No need to duck! Watch an underwater volcano erupt in this video shot by OSU researchers.

Video Clip

The eruption, caught on video by an international team that included OSU researchers, spewed a “pulsating, opaque, yellowish smoky plume” because it was loaded with droplets of molten sulfur, the scientists from the United States, Japan and Canada wrote in the May 2006 issue of Nature. The images, some taken just 10 feet from the crater by an underwater robot named Jason II, showed roiling clouds of ash and sulfur bursting again and again from the crater, tossing huge chunks of rock around like beach balls.

All of this happened in the sunless, 1,800-foot depths near the Mariana Islands. Illuminated eerily by the robot’s search light were “characteristics unlike any known hydrothermal plume,” reported Chadwick and Robert Embley of OSU’s Hatfield Marine Science Center.

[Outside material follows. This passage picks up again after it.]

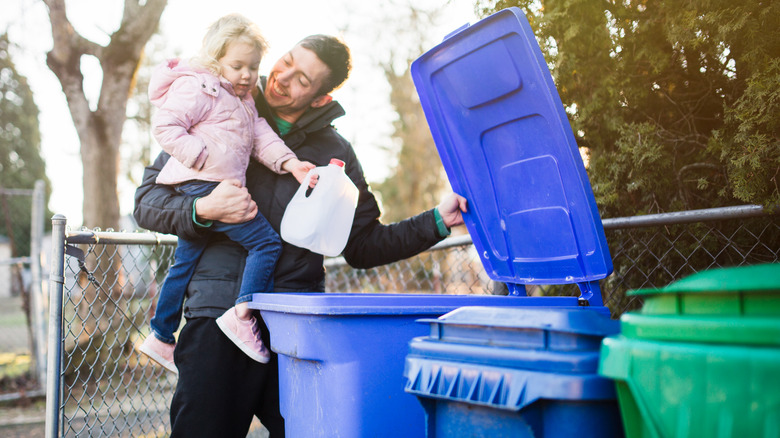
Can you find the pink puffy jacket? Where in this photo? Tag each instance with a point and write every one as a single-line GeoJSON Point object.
{"type": "Point", "coordinates": [208, 130]}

The adjunct professors in OSU’s College of Oceanic and Atmospheric Sciences visited the sulfurous crater — dubbed Brimstone Pit — on expeditions between 2004 and 2006. They were funded by the National Oceanic and Atmospheric Administration, the Canadian Natural Sciences and Engineering Research Council and the Japanese Agency for Marine-Earth Science and Technology.

The findings will help scientists better understand terrestrial volcanoes, such as those in the Cascade Range.